Generic Tool for Dimension Reduction (GT DR)
Complex objects are described by a large number of parameters, and it is often desirable to reduce the dimensionality of descriptions, say for the purposes of easier parameterization, optimization or visualization. MACROS has several tools handling most aspects of dimensionality reduction.
Generic Tool for Generalized Principal Component Analysis (GT GPCA)
This tool implements a far-reaching nonlinear generalization of Principal Component Analysis.
If a collection of objects is represented as a set of multi-dimensional points, the tool approximates this set with a smooth hyper-surface and produces compression and decompression procedures which allow the user to:
- automaticaly re-parameterize the objects with a smaller number of parameters,
- generate similar objects,
- visualize the intrinsic geometry of the set
The tool contains several different nonlinear unsupervised dimension reduction techniques, so that the most appropriate technique can be chosen depending on the amount, dimensionality and noisiness of data.
The reduced dimensionality can be selected manually or it can be found automaticallybased on the desired compression/reconstruction error.
Generic Tool for Supervised Linear Variable Extraction (GT SLVE)
This tool finds linear combinations of the original parameters (features) having the greatest influence on the response function.
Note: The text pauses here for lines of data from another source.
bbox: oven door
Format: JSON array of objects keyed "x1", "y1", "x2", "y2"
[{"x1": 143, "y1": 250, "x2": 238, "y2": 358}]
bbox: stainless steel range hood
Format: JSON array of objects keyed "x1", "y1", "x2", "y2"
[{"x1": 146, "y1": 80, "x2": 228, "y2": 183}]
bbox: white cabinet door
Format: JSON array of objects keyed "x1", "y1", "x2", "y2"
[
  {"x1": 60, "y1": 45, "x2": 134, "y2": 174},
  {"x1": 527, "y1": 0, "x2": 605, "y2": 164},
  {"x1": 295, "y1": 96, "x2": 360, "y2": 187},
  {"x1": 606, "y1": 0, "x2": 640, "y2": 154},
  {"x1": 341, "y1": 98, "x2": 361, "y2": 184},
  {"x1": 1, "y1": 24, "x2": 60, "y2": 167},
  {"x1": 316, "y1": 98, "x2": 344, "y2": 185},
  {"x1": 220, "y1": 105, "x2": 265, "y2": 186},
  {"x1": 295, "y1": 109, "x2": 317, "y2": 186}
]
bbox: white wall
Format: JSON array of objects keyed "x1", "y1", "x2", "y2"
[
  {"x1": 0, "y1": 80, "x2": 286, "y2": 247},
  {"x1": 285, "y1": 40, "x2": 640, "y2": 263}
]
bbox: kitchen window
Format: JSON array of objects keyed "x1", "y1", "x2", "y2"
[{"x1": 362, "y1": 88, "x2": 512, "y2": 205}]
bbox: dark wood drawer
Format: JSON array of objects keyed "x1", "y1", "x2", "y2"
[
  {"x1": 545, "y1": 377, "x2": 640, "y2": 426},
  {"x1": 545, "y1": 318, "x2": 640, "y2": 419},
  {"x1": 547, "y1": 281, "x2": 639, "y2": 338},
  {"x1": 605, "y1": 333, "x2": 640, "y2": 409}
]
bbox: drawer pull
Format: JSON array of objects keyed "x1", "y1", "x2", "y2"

- If a collection of objects is represented as a set of multi-dimensional points, the tool approximates this set with a hyperplane and produces compression and decompression procedures approximately preserving the responses of the objects.
- The number of required features is estimated automatically and may be manually changed without retraining the procedures.
- The tool uses an original technique developed by Datadvance: VEGA - Variable Extraction via Gradient Approximation.
- The tool can estimate scores showing which original variables contribute the most to the obtained features.
- The tool may work with the user-provided dataset, or it can itself generate a suitable dataset allowing for more accurate results if the user provides means to compute the response function.